Lalu mereka mengobarkan api yang sangat besar dan mereka melempari beliau dengan manjanik (ketapel raksasa) disebabkan jarak mereka yang jauh dikarenakan panasnya api. Akan tetapi, Rabb pemilik keperkasaan dan kemuliaan ber-firman:
Kami berfirman: Hai api menjadi dinginlah, dan menjadi keselamatanlah bagi Ibrahim.” (QS al-Anbiyaa` : 69).
Maka menjadilah api itu dingin dan keselamatan baginya, dengan ujian dakwah yang begitu besar dialami beliau.
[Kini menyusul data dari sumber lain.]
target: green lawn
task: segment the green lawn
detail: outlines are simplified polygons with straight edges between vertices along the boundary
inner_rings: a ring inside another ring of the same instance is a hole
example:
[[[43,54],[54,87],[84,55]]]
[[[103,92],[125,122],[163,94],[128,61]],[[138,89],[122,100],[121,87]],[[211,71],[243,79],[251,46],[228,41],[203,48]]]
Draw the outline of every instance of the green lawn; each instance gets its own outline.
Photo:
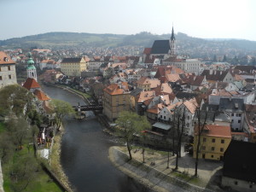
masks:
[[[0,133],[5,131],[3,123],[0,122]]]
[[[13,160],[14,162],[19,162],[20,156],[23,156],[28,153],[26,146],[23,146],[23,149],[20,151],[15,152]],[[33,153],[33,149],[30,149],[30,153]],[[14,181],[11,181],[9,170],[11,167],[11,163],[3,164],[3,189],[5,192],[12,192],[14,189],[12,189],[12,184]],[[15,185],[23,186],[22,183],[15,183]],[[40,168],[38,172],[36,172],[35,176],[32,180],[29,183],[25,190],[27,192],[48,192],[48,191],[55,191],[55,192],[61,192],[62,190],[59,188],[59,186],[53,182],[51,177],[42,169]]]

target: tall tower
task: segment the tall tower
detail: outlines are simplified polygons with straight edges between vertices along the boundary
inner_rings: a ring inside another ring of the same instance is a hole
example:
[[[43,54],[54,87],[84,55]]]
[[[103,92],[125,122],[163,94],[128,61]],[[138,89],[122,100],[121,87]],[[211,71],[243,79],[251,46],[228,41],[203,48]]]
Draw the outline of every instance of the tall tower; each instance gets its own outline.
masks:
[[[169,40],[170,44],[170,54],[171,55],[176,55],[176,42],[175,42],[175,37],[174,37],[174,30],[172,26],[172,36],[171,39]]]
[[[34,61],[32,58],[31,53],[28,53],[26,73],[27,78],[34,79],[38,82],[37,69],[34,66]]]

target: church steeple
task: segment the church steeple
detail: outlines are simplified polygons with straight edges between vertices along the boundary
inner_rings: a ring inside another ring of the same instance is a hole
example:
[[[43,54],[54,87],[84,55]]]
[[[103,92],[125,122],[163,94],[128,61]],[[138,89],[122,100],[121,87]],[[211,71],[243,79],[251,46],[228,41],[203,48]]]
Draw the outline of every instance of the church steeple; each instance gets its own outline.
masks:
[[[171,39],[169,40],[170,55],[176,55],[176,42],[175,41],[176,40],[175,40],[175,37],[174,37],[174,30],[173,30],[173,26],[172,26],[172,36],[171,36]]]
[[[171,40],[172,41],[175,40],[173,26],[172,26],[172,31]]]
[[[27,63],[27,67],[26,67],[27,78],[32,78],[34,79],[36,81],[38,81],[37,69],[34,66],[34,61],[32,58],[31,53],[28,53],[28,60],[26,63]]]

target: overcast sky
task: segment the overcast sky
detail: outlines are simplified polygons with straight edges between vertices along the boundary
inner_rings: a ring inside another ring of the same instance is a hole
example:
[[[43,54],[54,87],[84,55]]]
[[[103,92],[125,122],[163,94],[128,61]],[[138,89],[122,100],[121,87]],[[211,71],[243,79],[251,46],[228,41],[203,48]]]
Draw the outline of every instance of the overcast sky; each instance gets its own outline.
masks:
[[[0,40],[49,32],[256,41],[255,0],[0,0]]]

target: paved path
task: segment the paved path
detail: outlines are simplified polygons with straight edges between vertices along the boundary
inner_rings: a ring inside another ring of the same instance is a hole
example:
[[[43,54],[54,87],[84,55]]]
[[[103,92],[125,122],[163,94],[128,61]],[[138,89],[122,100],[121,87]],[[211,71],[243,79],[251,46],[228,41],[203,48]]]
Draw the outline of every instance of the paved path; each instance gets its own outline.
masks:
[[[3,184],[3,179],[2,166],[1,166],[1,160],[0,160],[0,192],[4,192]]]
[[[125,174],[134,177],[138,182],[148,186],[154,191],[159,192],[209,192],[211,190],[188,184],[163,174],[158,170],[148,166],[137,166],[125,161],[127,155],[119,151],[117,148],[112,147],[109,149],[109,158],[111,161],[124,172]]]

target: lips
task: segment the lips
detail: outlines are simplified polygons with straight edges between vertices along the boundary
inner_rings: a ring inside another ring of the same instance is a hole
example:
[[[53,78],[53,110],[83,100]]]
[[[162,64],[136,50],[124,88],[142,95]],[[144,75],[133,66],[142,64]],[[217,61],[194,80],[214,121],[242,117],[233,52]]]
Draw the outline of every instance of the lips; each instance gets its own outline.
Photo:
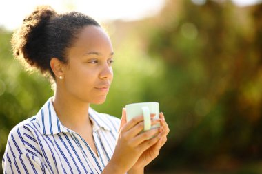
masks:
[[[103,84],[95,87],[94,88],[101,91],[108,91],[110,87],[110,84]]]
Namun, beliau tetap bersabar untuk memperjuangkan dakwahnya.
Lihatlah Musa ‘alaihish Sholatu was Salam dan bagaimana Fir’aun mengancam untuk membunuh beliau :
Dan Berkata Fir'aun (kepada pembesar-pembesarnya): Biarkanlah Aku membunuh Musa dan hendaklah ia memohon kepada Tuhannya, Karena Sesungguhnya Aku khawatir dia akan menukar agamamu atau menimbulkan kerusakan di muka bumi.” (QS Ghaafir : 26)
Ia mengancam untuk membunuh beliau akan tetapi perkara berbicara lain dan kesudahan yang baik adalah bagi Musa ‘alaihish Sholatu was Salam
Dan Fir'aun beserta kaumnya dikepung oleh azab yang amat buruk.” (QS Ghaafir : 45)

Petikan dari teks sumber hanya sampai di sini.